Algorithms to battle heartworm disease
Emerging viruses such as the coronavirus responsible for the COVID-19 pandemic are a growing challenge. But another source of infectious disease cannot be overlooked: parasites, organisms which are everywhere, living together with us in a coevolution of millions of years – and a public health issue that affects more than one billion people worldwide, according to the CDC.
Far beyond that, parasites are also a growing burden to companion animals. Global innovation is needed. And that is why our Animal Health scientists, together with partners from the University of Melbourne, Australia, are searching for new therapies against Dirofilaria immitis – responsible for heartworm disease, which leads to severe lung and heart failure in dogs and other animals, including cats and ferrets, often with a fatal outcome.
With global warming and changes in precipitation patterns, this parasitic infection is spread by mosquitoes and appears to be increasing worldwide, making it urgent to responsibly control its spread and also to develop safe treatments. Since October 2022, an international team of scientists has joined forces under a program of the Australian Research Council (ARC) to investigate and eventually discover novel and resistance-breaking interventions against heartworm - all with an innovative approach supported by artificial intelligence.

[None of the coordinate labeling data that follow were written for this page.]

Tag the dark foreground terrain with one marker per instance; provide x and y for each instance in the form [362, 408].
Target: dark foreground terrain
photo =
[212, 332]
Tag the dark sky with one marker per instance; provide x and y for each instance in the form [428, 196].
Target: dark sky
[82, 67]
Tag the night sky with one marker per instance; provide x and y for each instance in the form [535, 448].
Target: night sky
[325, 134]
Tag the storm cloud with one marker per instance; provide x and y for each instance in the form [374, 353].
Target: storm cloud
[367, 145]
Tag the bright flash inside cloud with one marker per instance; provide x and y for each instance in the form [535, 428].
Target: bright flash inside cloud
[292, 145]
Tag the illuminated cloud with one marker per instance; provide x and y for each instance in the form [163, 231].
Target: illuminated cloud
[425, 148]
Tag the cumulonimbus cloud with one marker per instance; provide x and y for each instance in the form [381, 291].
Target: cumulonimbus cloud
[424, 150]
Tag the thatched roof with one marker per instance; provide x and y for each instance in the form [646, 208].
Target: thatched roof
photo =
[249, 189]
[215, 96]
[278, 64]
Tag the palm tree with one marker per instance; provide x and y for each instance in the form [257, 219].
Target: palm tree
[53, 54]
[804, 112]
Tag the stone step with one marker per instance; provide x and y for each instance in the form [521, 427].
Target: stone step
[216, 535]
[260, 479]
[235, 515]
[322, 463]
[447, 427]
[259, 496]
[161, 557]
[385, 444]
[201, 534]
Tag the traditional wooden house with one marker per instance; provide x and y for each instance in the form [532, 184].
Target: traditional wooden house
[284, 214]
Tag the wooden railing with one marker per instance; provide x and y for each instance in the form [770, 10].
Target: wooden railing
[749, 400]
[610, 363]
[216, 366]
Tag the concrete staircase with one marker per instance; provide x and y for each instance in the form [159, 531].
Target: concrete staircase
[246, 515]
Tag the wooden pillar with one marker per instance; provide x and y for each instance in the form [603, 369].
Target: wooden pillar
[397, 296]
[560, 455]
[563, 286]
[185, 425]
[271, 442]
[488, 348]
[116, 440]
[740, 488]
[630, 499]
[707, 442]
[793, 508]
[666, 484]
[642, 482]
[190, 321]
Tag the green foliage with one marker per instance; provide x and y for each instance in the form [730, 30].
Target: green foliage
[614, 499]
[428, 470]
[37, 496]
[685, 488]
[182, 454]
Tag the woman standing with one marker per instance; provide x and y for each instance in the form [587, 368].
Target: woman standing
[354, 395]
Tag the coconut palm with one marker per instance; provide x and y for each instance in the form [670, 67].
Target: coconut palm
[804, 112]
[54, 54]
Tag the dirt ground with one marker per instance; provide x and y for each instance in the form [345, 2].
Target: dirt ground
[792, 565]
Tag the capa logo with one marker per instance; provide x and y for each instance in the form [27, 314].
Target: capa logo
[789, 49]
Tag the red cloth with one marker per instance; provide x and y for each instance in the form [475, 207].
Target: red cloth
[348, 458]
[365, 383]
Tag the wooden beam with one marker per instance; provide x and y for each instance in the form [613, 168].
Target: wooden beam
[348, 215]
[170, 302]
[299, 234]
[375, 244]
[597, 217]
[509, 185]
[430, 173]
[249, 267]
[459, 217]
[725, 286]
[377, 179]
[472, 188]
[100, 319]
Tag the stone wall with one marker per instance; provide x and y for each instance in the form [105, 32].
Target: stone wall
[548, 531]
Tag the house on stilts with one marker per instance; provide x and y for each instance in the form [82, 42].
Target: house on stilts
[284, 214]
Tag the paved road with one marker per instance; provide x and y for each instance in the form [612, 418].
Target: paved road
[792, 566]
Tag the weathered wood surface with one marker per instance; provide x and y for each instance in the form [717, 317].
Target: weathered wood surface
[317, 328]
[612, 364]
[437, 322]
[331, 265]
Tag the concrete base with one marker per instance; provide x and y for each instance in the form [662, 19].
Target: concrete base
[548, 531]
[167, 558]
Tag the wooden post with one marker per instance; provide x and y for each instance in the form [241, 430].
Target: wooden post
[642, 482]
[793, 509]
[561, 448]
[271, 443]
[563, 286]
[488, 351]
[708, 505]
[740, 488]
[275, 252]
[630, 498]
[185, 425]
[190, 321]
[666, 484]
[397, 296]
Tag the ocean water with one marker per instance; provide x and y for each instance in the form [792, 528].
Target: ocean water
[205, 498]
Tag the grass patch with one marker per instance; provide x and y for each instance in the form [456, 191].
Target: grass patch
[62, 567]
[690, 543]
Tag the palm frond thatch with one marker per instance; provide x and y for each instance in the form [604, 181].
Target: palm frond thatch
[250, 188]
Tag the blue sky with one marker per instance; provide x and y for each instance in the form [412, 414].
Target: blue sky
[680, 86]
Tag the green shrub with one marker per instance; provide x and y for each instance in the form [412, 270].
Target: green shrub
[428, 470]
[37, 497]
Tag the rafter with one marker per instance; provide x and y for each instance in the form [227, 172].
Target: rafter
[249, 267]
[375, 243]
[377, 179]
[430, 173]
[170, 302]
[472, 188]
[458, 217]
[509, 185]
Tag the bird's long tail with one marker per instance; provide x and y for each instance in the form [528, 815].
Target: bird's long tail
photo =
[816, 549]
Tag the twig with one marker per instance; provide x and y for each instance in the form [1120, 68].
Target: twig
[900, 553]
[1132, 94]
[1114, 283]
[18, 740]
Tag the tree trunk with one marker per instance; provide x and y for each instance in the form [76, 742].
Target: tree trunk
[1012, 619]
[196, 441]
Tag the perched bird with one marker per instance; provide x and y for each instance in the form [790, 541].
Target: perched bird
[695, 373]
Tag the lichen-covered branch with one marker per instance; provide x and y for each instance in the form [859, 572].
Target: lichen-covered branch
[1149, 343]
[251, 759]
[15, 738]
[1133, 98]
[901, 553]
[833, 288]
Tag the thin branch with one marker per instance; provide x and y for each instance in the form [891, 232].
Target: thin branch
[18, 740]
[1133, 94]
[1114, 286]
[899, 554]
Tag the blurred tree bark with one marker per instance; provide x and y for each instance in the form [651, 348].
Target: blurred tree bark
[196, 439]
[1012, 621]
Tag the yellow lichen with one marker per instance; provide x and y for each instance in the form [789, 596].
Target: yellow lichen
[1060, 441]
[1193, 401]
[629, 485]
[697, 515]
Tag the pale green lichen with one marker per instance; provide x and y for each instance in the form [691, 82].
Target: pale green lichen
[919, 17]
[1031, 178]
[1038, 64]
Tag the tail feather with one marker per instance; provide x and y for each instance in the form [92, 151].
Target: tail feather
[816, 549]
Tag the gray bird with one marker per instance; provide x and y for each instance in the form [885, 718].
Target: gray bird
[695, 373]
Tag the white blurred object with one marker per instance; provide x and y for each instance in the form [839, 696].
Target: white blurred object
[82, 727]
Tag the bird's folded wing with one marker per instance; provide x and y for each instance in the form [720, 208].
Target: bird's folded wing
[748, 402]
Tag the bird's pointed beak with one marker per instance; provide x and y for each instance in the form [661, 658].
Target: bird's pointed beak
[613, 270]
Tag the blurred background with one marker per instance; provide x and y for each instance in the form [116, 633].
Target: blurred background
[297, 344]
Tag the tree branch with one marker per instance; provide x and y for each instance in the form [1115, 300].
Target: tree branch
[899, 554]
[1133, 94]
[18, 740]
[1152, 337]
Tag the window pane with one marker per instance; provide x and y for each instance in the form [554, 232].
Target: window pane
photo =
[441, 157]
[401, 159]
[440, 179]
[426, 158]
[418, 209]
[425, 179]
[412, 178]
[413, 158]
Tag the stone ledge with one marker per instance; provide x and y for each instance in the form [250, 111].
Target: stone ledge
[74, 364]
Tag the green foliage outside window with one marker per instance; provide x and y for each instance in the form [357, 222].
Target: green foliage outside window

“Particular genes, proteins or molecules involved in the survival, growth or even the spread of the parasite within the host organism can be exploited as druggable molecular targets. We are trying to identify which key molecules can be targeted with naturally– or synthetically–derived compounds to control and cure parasitic infection,” says Paul Selzer, Head of New Mechanisms Parasitology.
ChatGPT in science? No! But machine learning contributes
Finding these targets is no easy task. But the work has been seeing important progress thanks to the collaboration with our partners from the University of Melbourne. Members in the Gasser Lab, including Dr. Tulio Campos, together with Dr. Pasi Korhonen and Dr. Neil Young, have established machine learning-based methods that can identify essential genes in an organism’s genome. They used intrinsic features of the proteins to train the machine learning model to search for targets, offering a broader knowledge of parasite’s genomic information.
This is a bit like searching for a needle in a haystack. The first step is sequencing the missing parasite genome and transcriptome information. The latter means all the messenger RNA molecules present in the parasite’s cells. But the sequence information is not the only thing, as parasites undergo life cycles with different stages. One cannot forget that depending on the parasite, some stages are in the host animal, some in the vector (for example, a mosquito), some outside – a characteristic that adds extra layers of complexity to the research.
“For this reason, it is very important to decide which life cycle stage of the parasite needs to be tackled. We need to fully understand, and we need to know exactly which of the molecular targets is crucial in which life stage of these parasites,” explains Paul.
Responsible parasite control for One Health
Efforts to fight heartworm disease can also open new paths to tackle gastrointestinal nematodes (GINs), other parasitic worms living in vertebrates which pose a major threat to the health and well-being of companion animals, livestock, and also humans.
“There is a lot of work to be done about responsible parasite control. The prevention of parasite infections in animals is not only necessary for animal well-being, and the human–animal bond, but it also reduces the risk of potential parasite transmission to humans,” summarizes Paul.